トロのエンジョイ! チャレンジライフ

「人生で重要なことはたった3つ。どれだけ愛したか。どれだけ優しかったか。どれだけ手放したか」ブッダ

「夜と霧」ヴィクトール・E・フランクル

2021-04-19 06:02:36 | 読書

これは、心理学者である著者が、ナチスの強制収容所での体験を語った本です。

といっても、収容所の状況を、心理学的に分析したものではありません。

著者はあくまで「普通の人」として収監され、そこで生き延びたのです。

 

地獄のような環境で、著者はどのように過ごしていたのか。

そこに描かれているのは、良くも悪くも、「人間」ではないかと思いました。

 

同じ収容者どうし、だまし合い、足を引っ張り合う人間の愚かさ。

あるいは、ガス室に送られても、毅然として祈りの言葉を唱える人間の気高さ。

 

ヒットラーは、異次元からやってきた怪物ではなく、人間であり、

彼の為した所業でさえ、人間の一面である、ということです。

 

これからお読みになるという方は、そういう本だということを留意された方がよろしいかと思います。
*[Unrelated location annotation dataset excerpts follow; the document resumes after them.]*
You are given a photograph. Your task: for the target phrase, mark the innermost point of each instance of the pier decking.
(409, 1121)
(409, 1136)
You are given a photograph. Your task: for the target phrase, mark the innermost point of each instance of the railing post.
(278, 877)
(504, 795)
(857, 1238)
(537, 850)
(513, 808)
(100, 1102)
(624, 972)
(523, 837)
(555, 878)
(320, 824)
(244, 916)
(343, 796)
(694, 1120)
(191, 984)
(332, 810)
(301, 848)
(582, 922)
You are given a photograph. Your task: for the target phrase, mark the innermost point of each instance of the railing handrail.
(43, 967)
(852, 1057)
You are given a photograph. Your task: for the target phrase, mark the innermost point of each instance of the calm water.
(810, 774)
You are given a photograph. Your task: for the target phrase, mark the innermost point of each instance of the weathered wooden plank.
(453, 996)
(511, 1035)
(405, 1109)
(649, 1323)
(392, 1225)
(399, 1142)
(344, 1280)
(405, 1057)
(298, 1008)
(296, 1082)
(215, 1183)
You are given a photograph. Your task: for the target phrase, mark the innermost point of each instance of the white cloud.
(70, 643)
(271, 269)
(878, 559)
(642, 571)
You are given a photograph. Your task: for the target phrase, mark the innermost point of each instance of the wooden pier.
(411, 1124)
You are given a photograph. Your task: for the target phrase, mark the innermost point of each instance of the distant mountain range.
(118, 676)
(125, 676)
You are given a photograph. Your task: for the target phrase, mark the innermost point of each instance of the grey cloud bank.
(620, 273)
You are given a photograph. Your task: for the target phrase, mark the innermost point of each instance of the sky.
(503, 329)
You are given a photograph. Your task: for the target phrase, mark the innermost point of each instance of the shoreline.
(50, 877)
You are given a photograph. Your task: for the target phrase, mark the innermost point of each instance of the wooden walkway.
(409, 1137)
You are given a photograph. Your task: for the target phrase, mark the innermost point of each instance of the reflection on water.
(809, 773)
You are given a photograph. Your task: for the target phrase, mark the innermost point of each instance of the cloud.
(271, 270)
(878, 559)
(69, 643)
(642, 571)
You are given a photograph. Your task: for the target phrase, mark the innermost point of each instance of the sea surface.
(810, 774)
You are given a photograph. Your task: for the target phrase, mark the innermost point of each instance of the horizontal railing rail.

よく、「日本人は平和ボケしている」なんて言われますが、

僕は、平和ボケって素晴らしいことだと思うんです。

世界中が一人残らず平和ボケしてしまえば、それは、ある意味で理想の世界ではないでしょうか。

 

しかし、現実には、世界のあちこちで、不毛な殺戮が行われています。

ミャンマーでは、国民に銃口を向ける殺人政権が、国を牛耳っています。

僕らは、戦争ほど愚かしいことはないということを、何度でも学ぶ必要があると思います。

この本を読むか読まないか、それは自由ですけどね。

 

いずれにせよ、たくさんの言葉が溢れ出すような、あるいは言葉に詰まってしまうような、

最近では忘れられたような読書体験でした。